What should I tell the recruiter that reached out today?
They want to interview me, but I am still working my way through Codecademy principles
why does this matter?
I can't Leetcode
isnt the best way to get good at something to practice?
sounds like an interview is great practice
also, you have no clue what kind of interview this will be
assuming anything without confirming makes little sense to me
Well, I won't be able to even start in the interview; so it would be a waste of time for both of us I feel
She said it was a technical interview consisting of two coding questions in 45 mins
i mean its your life but to me it seems obvious that you gotta start and try somewhere, sounds like a good chance
i took many interviews i initially thought i wasnt prepared for
turned out fine, good learning experience, or i got a job
but i admit, i am a very 'go out there and fail' kind of person when it comes to going after what i want , might not be everyones thing
I just want to have a legitimate chance of actually getting the job
i hear you, but then you already know the answer to this question
you simply ignore the invitation to interview
would that blacklist me?
If I apply again in the near future
overthinking this
literally not a big deal lol
could easily just say you didnt see it
the most likely situation is no one will care or remember
i have ignored like 100 amazon recruiter emails
im confident if i applied i would still get another one asking me for an interview LOL
Personal opinion:
Technical interviews are generally incredibly shallow with regards to the amount of language-specific features that you need to know. With regards to Java, the most I'd say to be ready to practice interviews is looping, conditionals, and potentially some of the new Java 8-15 features like var and Streams/Collections, along with standard library stuff like data structure operations (LinkedList, Deque, Heap, Stack).
Chances are you're going to be spending a lot more time working on building up your technical interview muscle (identifying common problem patterns and solving them quickly), which is difficult if not impossible to cram especially if you're not used to it. With a limited timeframe to prepare (assuming that a job should be obtained by October), any time spent on one is not spent on the other.

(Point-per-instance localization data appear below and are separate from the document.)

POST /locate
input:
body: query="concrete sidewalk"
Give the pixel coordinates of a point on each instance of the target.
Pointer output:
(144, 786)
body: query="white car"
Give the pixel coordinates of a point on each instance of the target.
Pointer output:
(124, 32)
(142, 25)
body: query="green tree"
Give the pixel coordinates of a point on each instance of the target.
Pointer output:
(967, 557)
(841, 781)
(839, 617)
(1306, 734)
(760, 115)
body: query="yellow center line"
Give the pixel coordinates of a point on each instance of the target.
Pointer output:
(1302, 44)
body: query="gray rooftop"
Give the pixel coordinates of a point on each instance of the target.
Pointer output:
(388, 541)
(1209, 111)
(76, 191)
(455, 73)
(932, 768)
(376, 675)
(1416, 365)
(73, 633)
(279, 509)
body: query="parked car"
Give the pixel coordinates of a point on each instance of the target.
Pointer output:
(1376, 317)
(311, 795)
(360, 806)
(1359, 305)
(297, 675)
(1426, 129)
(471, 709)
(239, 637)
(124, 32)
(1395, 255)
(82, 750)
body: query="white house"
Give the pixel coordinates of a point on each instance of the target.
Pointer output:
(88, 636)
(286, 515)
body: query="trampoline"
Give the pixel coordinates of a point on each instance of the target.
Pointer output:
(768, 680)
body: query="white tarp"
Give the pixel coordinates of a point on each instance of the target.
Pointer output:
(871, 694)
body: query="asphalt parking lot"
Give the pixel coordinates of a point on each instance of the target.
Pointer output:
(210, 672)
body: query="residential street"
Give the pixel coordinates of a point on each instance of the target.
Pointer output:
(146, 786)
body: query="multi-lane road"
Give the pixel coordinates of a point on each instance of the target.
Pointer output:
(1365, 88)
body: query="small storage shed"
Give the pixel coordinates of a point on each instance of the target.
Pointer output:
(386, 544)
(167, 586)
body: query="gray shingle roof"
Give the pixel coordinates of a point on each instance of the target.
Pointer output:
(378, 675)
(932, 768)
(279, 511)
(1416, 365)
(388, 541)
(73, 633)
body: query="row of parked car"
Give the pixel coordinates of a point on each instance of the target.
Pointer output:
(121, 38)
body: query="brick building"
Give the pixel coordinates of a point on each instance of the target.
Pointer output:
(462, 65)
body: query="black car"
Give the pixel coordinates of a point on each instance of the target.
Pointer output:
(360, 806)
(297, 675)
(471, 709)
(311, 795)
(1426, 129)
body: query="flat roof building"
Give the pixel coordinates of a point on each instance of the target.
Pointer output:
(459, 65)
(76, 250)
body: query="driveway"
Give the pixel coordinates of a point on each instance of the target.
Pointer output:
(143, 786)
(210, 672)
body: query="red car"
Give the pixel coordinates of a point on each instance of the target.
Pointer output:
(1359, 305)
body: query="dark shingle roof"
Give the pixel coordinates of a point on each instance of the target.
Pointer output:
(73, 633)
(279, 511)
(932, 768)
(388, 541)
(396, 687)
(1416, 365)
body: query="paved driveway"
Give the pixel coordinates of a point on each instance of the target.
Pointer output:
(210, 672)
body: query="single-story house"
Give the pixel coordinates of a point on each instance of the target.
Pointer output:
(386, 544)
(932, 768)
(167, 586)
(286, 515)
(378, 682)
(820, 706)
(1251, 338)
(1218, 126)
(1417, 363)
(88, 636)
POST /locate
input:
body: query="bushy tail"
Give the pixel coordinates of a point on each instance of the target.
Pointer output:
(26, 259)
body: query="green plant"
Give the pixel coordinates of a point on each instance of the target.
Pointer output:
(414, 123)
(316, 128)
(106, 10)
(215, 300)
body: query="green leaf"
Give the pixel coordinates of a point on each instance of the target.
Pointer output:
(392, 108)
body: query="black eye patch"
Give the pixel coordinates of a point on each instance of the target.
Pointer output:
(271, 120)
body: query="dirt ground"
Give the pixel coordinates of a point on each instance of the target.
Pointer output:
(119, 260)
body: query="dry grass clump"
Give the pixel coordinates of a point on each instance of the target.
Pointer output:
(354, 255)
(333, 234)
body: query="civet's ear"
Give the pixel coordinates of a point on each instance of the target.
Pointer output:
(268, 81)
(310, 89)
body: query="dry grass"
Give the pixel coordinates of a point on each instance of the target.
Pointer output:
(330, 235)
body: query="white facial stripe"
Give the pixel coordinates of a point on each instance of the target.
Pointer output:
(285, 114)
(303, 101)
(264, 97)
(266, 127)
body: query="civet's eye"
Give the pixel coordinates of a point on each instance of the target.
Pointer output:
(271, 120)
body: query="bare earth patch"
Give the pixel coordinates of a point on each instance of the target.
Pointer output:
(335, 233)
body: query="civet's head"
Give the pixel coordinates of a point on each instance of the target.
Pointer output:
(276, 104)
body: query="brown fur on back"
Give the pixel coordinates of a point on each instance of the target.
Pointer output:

In other countries like the UK the interview questions may bias towards trivia ("if I initialize this with its supertype and call a method, which one is used"), but in the US it seems DSA is the main gatekeeper.
This video clarifies what I mean, in the sense that you probably don't want to stress over learning every little thing about Java at the moment. If it turns out that you don't understand something, then go back and focus on that part. The cool part about Java is that most of the data structures implement the same interface and thus have the same/similar operations (push/add/put, pop/poll/get, size/length), so there's not a lot of syntax.
https://youtu.be/RDzsrmMl48I
A method for preliminarily learning difficulty concepts/data structures/algorithms and being able to put them to use very quickly... within minutes!
In short: blindly copy-pasting code is okay, most of the time.